Devido às limitações em questão da falta de letras para tocar, dona Ires, hoje com 74 anos, foi a primeira professora de Alcedir. Foi ela quem ensinou tudo o que ele precisava saber sobre o acordeon durante um tempo. “Por muitos anos meus estudos foram como autodidata, aprendi a maioria das coisas sozinho, estudando, e apreciando bandas daquele período”, conta.

 

Alcedir, já na vida adulta, acabou montando uma banda junto de seu irmão mais velho, Aldir. O grupo foi batizado como Banda Harmonia do Som – conhecida como Banda HS.

 

A Banda HS durou 15 anos. Nela, Pimpim era três em um: tocava teclado, acordeon, e cantava. “Foi um período de muito aprendizado, mas a Banda naquele período ainda era mais como um hobby”, comenta ele.

 

Ainda em época de banda, Alcedir conheceu Fernanda. Ela também integrou a banda como vocalista e acabou o incentivando a adotar a música como algo profissional para a vida pessoal dele. Hoje, além da música, que gosta tanto, ele também tem a Fernanda, que foi com quem se casou e vive há 18 anos.

Pimpim e dona Ires (Foto: Arquivo pessoal)

Maestro em corais

 

Ainda naquele tempo, ele também participava de um coral, este onde ele atuava apenas como instrumentista. Um tempo depois, em 2007, surgiu o primeiro convite para que ele pudesse ser Maestro de um coral de Faxinal dos Guedes. Após essa apresentação, ele nunca mais parou.

 

Como ele acabou se identificando muito com o canto coral, passou a dedicar os últimos anos para se especializar nisso e estudar muito. Fez diversas oficinas e passou a ter aulas inclusive com professores de outros países.

 

“Fiz pós-graduação em música, porque eu já tinha uma graduação em outra área e agora em dezembro vou concluir o curso de Licenciatura em Música, que era um sonho e agora estou realizando”, comenta ele, muito animado.

 

Hoje, com 40 anos, Pimpim trabalha com nove corais em seis municípios diferentes, além de ter alunos particulares que estão aprendendo tudo o que ele tem a ensinar sobre a sua paixão.

 

“Monto todos os meus arranjos para usar com cada coral.
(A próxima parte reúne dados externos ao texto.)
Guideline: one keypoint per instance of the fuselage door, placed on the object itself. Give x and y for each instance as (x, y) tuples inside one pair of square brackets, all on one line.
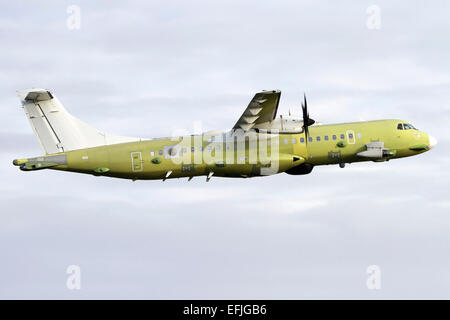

Como faço o estudo das vozes, cada partitura é muito única e produzida especialmente para aquele coral”, revela.

 

Alcedir aprecia muito as músicas gauchescas, italianas, as populares e clássicas, que também acaba fazendo o arranjo para os corais em que participa.

Primeiras fotos dos integrantes da Banda HS (Foto: Arquivo pessoal)

Instrumentos aprendidos

 

Além do teclado, – que é o instrumento principal dele – Pimpim toca acordeon, violão e flauta, mas conta que recentemente comprou um violino, e que pratica porque está ensinando a esposa, já que o novo instrumento é um presente para ela. “Amo o que escolhi fazer, sou muito grato por isso, pois minha esposa em especial hoje me apoia muito”, ressalta.

 

Pimpim sabe que muitas pessoas falam que é impossível sobreviver da música, mas ele gosta de dizer que ele é a prova do contrário. “Para bons profissionais que se dedicam e se esforçam, sempre existe trabalho e o reconhecimento”.

 

Alcedir, além de cantar em corais e dar aulas de música, também atua, com frequência, como jurado em festivais de toda a região. Ele já participou de festivais no Rio Grande do Sul, Paraná, e diversas regiões de Santa Catarina.